« BackOn programming and poetryzverok.spaceSubmitted by todsacerdoti 2 days ago
  • adityaathalye 5 hours ago

    Oh hey, a kindred spirit! Among other things, I find it oddly satisfying that zverok also mentioned APL in his post. Save for he being an actual poet and published author, and I not, we share similar sentiments.

    The other dissimilarity is that zverok is having to wage actual war, which I can only imagine and maybe not even that, which I've alluded to in my post.

    I wrote this some time ago:

    As Lovely as a Tree. On the algorithm as a poetic form.

    https://tblm.substack.com/p/as-lovely-as-a-tree

    Discussed here: https://news.ycombinator.com/item?id=40688695

    Excerpt:

    Following any of these threads about the magic, art, craft, and imagination of code will certainly compel us to consider the subject of its beauty, and that of the algorithms within. Ink—old-style and digital—has clearly been spilled on the subject. Albeit, nearly not as much as on beauty itself. Bloodshed is another matter. The millennia-old field of algorithms has morphed into our not-even-centenarian field of computers; a mere newborn, eyes still closed, in the saga of the human condition. They are united not only by shared blood, but that of others spilled for and due to them. Increasingly so, as they permeate all of humanity's projects, projectiles, and pogroms, materialised as computer code.
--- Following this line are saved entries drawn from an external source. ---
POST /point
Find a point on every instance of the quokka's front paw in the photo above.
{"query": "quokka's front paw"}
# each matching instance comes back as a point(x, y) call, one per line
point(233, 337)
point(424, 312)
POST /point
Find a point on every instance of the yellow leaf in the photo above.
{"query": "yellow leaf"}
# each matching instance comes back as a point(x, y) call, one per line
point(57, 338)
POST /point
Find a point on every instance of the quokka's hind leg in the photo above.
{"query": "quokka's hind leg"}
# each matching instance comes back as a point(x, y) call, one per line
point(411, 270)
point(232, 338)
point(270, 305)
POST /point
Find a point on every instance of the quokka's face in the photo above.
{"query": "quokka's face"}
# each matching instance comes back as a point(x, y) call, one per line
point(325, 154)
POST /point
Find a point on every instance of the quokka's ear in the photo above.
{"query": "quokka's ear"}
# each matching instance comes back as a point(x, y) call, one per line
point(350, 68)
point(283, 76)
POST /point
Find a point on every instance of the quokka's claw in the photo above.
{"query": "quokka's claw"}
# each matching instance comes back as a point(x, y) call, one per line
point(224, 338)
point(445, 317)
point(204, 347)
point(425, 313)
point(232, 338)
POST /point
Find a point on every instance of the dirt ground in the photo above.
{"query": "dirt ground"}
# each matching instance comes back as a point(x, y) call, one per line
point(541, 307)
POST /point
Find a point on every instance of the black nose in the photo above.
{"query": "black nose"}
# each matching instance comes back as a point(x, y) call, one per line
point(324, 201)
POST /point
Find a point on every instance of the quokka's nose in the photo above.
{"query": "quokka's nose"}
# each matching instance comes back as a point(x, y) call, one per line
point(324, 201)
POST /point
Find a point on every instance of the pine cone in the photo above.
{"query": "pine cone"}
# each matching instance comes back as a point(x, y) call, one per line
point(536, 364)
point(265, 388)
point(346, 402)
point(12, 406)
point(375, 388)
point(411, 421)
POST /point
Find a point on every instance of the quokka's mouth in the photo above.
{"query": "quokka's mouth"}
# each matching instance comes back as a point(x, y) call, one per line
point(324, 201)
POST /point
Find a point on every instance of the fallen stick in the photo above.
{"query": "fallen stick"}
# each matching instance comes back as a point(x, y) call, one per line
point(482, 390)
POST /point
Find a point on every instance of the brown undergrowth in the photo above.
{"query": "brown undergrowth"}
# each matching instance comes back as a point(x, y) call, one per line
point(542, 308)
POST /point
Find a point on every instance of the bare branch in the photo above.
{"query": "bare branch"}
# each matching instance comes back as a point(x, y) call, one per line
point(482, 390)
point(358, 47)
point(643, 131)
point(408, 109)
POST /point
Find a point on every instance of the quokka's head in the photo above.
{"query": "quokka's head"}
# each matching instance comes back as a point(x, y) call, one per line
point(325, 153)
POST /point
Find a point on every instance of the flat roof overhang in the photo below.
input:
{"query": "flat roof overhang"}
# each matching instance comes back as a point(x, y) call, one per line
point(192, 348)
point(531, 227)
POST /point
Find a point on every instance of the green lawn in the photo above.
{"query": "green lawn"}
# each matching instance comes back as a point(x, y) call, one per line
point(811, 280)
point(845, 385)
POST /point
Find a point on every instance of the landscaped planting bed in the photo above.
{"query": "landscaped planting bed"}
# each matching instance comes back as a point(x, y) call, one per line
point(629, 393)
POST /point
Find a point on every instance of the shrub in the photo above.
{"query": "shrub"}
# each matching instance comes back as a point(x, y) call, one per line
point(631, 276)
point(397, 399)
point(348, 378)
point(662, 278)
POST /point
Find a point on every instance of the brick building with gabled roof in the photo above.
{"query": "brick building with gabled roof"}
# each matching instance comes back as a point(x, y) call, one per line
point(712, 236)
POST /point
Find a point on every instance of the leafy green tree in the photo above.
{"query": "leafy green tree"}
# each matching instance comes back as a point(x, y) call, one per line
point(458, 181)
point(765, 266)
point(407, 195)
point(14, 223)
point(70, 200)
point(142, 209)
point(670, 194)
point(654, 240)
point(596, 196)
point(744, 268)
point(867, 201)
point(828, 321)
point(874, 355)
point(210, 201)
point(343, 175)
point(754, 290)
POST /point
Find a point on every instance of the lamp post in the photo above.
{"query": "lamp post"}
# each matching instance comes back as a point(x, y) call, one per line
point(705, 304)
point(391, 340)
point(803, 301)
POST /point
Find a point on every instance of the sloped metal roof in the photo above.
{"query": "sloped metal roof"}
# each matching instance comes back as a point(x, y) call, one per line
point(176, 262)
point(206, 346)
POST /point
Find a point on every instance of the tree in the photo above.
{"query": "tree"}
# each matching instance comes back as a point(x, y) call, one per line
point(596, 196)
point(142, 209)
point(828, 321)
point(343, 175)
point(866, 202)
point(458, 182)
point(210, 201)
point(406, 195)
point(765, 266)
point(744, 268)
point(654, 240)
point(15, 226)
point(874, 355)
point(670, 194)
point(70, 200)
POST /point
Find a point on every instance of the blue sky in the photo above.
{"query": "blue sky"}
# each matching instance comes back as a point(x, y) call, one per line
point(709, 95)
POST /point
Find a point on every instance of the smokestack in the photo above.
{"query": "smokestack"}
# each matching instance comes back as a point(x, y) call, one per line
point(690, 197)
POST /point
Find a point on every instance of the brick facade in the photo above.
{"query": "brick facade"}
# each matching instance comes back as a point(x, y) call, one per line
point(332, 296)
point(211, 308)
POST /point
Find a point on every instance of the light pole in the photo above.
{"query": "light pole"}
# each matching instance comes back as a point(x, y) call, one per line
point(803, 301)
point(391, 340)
When it comes to that kind of thing, even one spill is one too many.

    (edit: add more context)

    • cleandreams 5 hours ago

      I'm a poet (published etc) and this was a treat to read. For me the parallels between coding and writing poetry are the iterative quality. As I work on my code I simplify, tighten, code share. I use expressive names, etc. I will think, "This is it!" and then discover the need for another iteration. With poetry it is the same.

      • p4bl0 4 hours ago

        Yes! I wouldn't call myself a poet, but I wrote quite a few poems myself, being initially attracted to the formal rules one can use when writing poetry. I perfectly see what you mean, it really felt the same to me.

      • Towaway69 4 hours ago

        There was once a lovely project by Ishac Bertran called code {poems}[1]

        The project involved collecting code as poems and publishing a collection of poems in hardcover. The final result is wonderful book of poems in the form of executable code.

        Slightly off topic, but that’s my connection between poetry and programming.

        [1] http://ishback.com/codepoems/index.html

        • svilen_dobrev 5 hours ago

          Alistair Cockburn wrote about it long ago..

          https://web.archive.org/web/20170620234716/http://alistair.c...

          And yes, IMO software is very twisted way of communicating (knowledge and/or understanding and/or views) through time&space.. same as poetry :)

          • FigurativeVoid 8 hours ago

            I majored in English, but I am now a software engineer.

            A few things that have held constant for me:

            * Readability over cleverness

            * The importance of having an outline (even if you don't stick to it)

            * The importance of having something that you can work on. Nothing worse than a blank screen.

            * Giving and receiving feedback constructively

            * The importance of genre and conventions

            • blast 7 hours ago

              Poets don't favor "readability"—at least not good poets. They're optimizing for something else altogether.

              • guappa 5 hours ago

                Well he was a bad poet, that's why he changed field.